Video by Hannah Tran

About 1,500 members of the Colorado State University and Fort Collins community gathered to remember and recommit to the dream of Dr. Martin Luther King, Jr. on Jan. 17 at the annual MLK Day march and celebration.

They also heard from keynote speaker Carlotta Walls LaNier, the youngest member of the “Little Rock Nine,” whom Arkansas Gov. Orval Faubus prevented from enrolling in racially segregated Little Rock Central High School in 1957 until an intervention by President Dwight Eisenhower.

After opening remarks by Claudia Menéndez, chief diversity, equity and inclusion officer for the City of Fort Collins, marchers took a route to the CSU campus that led them past homes where some of the community’s first African Americans lived. The march ended at the Lory Student Center ballrooms, where about 600 people attended LaNier’s speech and spoken-word performances, songs and dance. Leaders from CSU, the City of Fort Collins, the Poudre School District and Front Range Community College offered welcome remarks.

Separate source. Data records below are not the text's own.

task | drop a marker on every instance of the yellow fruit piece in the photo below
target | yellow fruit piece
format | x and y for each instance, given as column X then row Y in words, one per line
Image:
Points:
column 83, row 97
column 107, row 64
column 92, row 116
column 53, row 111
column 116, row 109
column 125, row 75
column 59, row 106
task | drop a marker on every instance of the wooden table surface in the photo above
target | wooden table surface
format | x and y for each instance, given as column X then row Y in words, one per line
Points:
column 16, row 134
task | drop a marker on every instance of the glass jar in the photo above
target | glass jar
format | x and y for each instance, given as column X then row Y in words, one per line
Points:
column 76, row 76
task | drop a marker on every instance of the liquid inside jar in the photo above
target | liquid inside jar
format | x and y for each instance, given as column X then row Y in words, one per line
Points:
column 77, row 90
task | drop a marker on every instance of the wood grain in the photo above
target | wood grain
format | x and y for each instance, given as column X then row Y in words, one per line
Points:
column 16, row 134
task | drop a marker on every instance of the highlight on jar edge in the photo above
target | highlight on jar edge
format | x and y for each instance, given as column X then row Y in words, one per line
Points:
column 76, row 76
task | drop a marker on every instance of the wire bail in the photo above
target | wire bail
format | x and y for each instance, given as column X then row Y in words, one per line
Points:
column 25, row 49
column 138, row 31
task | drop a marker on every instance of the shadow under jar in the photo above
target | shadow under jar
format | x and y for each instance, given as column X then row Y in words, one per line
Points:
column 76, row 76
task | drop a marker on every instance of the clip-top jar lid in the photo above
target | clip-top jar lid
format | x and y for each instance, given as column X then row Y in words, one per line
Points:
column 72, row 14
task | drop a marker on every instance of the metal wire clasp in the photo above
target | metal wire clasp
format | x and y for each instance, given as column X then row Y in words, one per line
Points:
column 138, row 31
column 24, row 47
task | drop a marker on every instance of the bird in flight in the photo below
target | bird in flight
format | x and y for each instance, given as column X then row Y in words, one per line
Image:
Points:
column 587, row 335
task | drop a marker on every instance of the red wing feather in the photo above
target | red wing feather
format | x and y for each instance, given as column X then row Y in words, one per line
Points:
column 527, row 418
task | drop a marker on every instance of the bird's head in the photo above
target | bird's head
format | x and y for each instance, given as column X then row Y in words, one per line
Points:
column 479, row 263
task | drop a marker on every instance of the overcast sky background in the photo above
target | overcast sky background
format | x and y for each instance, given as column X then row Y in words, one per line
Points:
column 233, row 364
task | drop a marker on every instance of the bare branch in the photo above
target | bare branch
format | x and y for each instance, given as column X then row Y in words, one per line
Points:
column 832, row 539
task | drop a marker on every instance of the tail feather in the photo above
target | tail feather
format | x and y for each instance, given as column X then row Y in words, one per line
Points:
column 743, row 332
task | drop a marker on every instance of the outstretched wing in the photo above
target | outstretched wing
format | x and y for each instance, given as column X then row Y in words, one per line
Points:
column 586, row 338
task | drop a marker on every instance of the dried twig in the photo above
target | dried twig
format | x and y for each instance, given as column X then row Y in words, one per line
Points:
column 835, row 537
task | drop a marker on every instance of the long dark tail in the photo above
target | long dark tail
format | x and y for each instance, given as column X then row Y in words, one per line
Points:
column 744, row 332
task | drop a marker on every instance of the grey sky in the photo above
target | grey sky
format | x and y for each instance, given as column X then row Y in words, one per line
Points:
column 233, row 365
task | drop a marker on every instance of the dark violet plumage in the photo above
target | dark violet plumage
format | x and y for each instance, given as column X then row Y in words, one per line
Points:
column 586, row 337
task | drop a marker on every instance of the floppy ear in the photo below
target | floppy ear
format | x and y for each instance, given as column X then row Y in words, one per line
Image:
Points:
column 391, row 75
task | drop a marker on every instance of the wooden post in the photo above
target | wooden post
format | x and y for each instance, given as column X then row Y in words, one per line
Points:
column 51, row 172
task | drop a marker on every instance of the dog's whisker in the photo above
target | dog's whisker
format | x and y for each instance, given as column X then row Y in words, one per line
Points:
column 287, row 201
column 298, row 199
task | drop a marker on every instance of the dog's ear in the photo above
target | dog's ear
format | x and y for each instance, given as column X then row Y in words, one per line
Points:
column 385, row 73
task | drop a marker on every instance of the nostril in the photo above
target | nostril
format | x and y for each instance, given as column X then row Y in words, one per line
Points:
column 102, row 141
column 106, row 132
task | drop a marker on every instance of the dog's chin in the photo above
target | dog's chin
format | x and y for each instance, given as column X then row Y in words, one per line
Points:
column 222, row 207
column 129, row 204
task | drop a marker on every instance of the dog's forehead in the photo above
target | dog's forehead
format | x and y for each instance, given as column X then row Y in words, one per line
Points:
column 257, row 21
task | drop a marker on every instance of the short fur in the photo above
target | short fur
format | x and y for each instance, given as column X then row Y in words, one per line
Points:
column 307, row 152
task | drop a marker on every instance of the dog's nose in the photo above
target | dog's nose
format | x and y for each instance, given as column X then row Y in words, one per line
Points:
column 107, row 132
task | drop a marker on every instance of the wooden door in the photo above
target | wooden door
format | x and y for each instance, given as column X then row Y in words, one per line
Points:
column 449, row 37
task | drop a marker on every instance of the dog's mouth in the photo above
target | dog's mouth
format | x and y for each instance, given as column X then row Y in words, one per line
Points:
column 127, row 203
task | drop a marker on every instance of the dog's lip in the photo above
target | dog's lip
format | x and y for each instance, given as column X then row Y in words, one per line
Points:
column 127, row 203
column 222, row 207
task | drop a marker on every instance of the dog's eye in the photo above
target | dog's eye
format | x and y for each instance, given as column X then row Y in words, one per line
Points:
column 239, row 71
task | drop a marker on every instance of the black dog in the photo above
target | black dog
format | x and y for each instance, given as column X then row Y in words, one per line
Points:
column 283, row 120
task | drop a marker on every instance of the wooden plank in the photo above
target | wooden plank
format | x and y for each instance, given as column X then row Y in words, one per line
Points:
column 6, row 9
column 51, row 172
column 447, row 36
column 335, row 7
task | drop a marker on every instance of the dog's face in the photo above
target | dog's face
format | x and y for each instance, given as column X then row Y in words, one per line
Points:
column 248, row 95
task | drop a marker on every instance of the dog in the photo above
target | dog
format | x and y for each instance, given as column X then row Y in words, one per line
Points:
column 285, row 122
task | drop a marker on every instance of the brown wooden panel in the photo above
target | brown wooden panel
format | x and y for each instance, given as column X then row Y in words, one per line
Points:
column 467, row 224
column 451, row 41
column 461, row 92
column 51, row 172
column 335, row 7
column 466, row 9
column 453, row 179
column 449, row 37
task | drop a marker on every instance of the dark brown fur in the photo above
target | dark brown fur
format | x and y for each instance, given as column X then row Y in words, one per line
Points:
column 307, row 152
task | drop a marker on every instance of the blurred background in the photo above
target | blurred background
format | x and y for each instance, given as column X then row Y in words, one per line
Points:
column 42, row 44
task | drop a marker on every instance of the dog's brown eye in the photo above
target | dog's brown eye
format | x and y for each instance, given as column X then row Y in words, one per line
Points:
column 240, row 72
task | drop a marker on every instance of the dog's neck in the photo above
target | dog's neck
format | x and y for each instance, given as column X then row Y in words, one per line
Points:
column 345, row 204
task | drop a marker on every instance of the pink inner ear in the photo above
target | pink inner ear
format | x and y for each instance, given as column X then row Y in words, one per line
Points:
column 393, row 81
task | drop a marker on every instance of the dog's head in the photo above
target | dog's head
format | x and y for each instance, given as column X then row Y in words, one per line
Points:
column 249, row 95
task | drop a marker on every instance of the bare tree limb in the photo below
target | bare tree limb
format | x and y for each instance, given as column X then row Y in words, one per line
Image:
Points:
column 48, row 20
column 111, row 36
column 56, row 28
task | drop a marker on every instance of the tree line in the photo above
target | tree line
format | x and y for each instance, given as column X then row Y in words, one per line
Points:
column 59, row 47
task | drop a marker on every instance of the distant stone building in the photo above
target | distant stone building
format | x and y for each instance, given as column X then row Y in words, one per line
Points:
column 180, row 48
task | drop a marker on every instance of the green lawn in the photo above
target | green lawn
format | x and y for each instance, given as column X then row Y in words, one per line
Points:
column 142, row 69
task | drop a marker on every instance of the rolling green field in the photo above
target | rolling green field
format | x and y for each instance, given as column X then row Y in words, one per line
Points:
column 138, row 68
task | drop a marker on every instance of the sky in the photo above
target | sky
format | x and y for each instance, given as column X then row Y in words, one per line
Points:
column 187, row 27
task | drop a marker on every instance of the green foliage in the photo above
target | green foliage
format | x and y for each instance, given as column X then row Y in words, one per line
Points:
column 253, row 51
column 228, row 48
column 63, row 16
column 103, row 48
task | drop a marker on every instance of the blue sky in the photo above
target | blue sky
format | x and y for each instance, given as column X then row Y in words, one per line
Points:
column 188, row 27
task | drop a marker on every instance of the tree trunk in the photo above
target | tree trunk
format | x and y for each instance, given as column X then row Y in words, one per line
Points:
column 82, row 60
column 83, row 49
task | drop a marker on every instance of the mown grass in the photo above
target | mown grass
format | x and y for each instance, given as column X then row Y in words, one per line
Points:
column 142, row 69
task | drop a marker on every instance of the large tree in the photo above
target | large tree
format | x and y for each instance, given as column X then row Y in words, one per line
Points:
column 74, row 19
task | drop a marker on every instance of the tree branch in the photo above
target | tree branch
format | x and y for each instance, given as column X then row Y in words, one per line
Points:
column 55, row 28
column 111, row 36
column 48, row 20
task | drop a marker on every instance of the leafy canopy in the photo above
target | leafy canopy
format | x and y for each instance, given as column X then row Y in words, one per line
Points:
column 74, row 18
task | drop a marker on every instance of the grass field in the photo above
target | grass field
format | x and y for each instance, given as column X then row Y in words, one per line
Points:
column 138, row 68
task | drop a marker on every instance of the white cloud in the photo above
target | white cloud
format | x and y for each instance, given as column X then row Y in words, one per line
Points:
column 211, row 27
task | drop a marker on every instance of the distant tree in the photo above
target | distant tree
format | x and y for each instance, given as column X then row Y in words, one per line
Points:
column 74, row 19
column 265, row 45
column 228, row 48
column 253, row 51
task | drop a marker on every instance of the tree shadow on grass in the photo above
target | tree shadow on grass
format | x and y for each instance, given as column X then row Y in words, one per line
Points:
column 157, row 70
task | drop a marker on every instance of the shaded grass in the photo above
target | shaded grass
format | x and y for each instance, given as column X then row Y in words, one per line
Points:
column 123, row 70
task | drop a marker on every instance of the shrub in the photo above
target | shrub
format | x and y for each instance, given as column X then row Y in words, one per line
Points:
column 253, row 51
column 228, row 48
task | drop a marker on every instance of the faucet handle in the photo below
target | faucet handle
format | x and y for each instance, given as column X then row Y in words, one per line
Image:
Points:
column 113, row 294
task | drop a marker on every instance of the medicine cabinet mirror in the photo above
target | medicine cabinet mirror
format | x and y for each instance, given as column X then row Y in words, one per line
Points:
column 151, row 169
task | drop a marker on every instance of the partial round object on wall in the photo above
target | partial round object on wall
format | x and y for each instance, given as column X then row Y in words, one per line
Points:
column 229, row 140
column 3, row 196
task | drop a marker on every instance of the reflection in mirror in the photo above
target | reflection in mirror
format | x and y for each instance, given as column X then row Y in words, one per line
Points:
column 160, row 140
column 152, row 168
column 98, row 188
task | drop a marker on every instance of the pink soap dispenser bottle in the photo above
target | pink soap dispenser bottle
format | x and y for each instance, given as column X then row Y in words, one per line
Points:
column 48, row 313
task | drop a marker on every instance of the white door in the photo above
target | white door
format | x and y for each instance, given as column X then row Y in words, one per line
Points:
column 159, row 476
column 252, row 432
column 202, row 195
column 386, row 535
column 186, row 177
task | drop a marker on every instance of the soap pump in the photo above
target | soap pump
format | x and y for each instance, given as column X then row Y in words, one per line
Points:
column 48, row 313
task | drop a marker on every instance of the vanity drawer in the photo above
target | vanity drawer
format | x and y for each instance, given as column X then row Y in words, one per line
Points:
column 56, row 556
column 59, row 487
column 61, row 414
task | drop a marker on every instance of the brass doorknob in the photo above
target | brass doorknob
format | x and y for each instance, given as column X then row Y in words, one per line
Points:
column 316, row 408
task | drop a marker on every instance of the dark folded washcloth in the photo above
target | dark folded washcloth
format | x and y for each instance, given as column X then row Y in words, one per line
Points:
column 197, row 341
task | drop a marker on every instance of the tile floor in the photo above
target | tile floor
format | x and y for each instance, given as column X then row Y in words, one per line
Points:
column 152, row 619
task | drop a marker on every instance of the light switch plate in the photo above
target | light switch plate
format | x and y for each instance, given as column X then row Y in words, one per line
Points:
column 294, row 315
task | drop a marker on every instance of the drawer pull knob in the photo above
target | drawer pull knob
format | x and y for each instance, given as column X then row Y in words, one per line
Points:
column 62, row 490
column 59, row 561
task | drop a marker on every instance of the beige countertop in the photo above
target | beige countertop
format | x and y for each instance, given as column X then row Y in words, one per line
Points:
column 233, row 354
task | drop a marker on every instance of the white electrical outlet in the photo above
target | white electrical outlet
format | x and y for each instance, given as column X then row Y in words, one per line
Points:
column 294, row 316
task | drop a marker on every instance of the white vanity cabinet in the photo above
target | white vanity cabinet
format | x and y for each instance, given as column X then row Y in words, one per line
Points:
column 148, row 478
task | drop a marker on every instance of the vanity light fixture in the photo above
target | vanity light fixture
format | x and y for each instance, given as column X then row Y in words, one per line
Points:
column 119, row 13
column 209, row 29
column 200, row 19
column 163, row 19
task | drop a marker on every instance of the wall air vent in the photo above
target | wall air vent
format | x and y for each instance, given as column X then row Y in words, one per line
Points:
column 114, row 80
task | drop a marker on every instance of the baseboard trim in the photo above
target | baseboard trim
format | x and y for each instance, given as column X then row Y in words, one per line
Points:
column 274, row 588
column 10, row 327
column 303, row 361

Photos by Joe Mendoza/CSU Photography


‘Sacrificed his life’

LaNier spoke about King’s legacy before recounting the time that she met him.

“Today we recognize a man who is remembered for his commitment to civil rights, human rights, voting rights, fair wages, access to health care and the dignity of work,” she said. “He answered the call to serve humanity, and he sacrificed his life for our democracy. Because he did so, and because so many other dedicated servants before and after him also answered the call, we’re able to live in this land of the free.”

When the Little Rock Nine were invited to meet with King, he was only 28 and had not yet become famous for his civil rights work. LaNier described him as “just a man” who was “sitting around a card table eating barbecue and drinking beer.”


Important reminder

She said that while some people don’t like it when she describes him that way, it’s an important memory because it reminds us that “he was like us: a son, a father, a husband, a sibling, a friend, a human being with faults and weaknesses, and a man who knew how to enjoy a good piece of barbecue.”

LaNier explained it’s a reminder that we all, like King, have gifts and talents that can be used to create change.

“Dr. King was not superhuman, he was just a man who put his gifts to work for the good of mankind,” she said, adding that if King were alive today, he’d remind us that “we all have gifts to share and a role to play in creating the kind of society we desire. He would remind us to examine ourselves and ask what we are doing to make a difference.”